Kloss began dating the businessman and investor Joshua Kushner in 2012. The couple became engaged in July 2018, a month after she converted to Judaism, Kushner's religion, becoming a giyoret. The couple married on October 18, 2018, in upstate New York. In June 2019, they held a second wedding celebration in Wyoming. They have two sons, born in March 2021 and July 2023, and a daughter, born in September 2025.

Kloss is related by marriage to Ivanka Trump, the wife of Kushner's elder brother Jared. She has stated that she finds the Trump family connection "frustrating [...] that the spotlight is always shifted away from [her] career toward [her] relationship". In December 2020, Kloss and Kushner purchased a home in Miami, Florida, for $23.5 million. The pair also bought a 7200 sqft penthouse in the Puck Building in Manhattan for $35 million in 2021, and paid $29.5 million for the Wave House in Malibu, California, in August 2024.

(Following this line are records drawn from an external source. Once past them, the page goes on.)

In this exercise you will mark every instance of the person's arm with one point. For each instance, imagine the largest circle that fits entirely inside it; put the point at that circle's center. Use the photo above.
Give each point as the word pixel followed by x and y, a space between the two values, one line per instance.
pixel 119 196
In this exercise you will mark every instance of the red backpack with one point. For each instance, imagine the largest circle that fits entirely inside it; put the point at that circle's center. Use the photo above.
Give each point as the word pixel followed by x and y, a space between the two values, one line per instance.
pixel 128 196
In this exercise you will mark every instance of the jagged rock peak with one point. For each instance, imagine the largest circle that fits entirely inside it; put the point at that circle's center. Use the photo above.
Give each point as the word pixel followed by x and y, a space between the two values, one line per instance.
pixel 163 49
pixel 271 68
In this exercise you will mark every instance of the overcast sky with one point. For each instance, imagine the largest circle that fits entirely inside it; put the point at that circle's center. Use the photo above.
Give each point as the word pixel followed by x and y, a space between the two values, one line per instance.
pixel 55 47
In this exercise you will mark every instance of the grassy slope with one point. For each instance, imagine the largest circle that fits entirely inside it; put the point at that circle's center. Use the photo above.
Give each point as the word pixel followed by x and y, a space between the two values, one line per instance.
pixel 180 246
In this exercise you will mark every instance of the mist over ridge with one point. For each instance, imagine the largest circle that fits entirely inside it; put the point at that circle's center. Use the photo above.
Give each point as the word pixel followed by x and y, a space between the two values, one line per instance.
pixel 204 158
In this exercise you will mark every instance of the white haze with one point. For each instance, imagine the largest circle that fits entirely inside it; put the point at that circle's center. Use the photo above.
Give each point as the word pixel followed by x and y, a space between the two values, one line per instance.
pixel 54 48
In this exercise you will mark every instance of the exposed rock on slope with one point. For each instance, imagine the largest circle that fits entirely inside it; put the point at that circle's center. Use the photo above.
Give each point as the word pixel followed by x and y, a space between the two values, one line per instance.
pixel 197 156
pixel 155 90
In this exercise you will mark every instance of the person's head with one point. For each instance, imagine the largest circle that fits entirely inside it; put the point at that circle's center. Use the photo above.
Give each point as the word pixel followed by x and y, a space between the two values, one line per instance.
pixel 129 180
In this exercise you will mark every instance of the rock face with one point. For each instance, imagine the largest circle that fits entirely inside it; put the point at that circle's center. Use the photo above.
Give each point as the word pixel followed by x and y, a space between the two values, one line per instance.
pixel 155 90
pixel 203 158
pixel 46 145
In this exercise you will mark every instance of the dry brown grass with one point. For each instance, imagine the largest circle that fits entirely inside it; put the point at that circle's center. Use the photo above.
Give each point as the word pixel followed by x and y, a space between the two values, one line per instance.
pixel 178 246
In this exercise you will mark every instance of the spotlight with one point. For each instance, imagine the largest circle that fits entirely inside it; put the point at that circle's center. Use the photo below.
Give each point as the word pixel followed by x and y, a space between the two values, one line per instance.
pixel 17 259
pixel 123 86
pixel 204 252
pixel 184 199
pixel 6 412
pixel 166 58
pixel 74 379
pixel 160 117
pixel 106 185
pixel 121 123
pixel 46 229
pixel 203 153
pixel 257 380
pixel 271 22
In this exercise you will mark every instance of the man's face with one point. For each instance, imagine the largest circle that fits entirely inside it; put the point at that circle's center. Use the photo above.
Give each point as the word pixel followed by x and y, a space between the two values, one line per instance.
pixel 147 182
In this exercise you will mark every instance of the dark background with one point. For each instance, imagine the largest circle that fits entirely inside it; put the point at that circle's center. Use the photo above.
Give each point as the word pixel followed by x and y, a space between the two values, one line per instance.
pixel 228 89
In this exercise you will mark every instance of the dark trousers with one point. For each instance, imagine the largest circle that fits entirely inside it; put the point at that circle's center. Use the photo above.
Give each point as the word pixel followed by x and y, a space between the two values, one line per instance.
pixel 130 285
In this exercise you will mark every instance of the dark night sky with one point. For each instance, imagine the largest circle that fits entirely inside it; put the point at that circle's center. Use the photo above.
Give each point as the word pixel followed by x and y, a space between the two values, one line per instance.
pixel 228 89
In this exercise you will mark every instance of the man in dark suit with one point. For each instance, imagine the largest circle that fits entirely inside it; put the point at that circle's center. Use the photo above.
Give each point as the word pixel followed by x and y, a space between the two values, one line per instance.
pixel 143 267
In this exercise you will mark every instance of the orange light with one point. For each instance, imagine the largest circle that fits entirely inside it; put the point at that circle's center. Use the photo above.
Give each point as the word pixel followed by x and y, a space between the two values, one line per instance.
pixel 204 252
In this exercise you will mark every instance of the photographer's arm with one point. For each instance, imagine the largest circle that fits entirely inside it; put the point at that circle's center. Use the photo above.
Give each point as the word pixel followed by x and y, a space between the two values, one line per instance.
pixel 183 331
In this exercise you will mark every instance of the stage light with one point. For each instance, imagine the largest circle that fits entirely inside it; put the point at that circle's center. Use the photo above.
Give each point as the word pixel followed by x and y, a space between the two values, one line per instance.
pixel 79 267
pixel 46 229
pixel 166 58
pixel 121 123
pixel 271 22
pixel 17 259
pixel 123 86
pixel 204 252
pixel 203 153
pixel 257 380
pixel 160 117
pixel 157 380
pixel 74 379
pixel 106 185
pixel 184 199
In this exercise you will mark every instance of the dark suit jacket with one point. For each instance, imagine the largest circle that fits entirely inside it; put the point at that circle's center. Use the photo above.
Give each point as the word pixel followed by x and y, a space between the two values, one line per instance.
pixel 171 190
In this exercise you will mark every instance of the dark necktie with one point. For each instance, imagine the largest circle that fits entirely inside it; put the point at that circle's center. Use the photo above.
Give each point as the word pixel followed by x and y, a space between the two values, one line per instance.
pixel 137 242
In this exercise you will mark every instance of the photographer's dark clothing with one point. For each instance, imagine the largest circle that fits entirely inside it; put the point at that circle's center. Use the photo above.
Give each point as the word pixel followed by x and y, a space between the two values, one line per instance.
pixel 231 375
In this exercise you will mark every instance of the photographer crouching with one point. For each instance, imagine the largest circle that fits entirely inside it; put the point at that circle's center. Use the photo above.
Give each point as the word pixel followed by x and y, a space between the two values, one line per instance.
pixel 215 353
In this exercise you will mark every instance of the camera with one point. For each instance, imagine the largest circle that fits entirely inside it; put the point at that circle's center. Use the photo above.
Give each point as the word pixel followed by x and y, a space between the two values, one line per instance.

Kloss supported Hillary Clinton in the 2016 United States presidential election, Joe Biden in the 2020 election, and Kamala Harris in the 2024 election. She and her husband attended the March for Our Lives event in Washington, D.C., in protest of gun violence in March 2018. She is a feminist and has stated that her decision to leave Victoria's Secret was partly motivated by her feminist beliefs. In 2024, Kloss gathered signatures for a bipartisan effort in Missouri to put an abortion initiative on the ballot for 2024.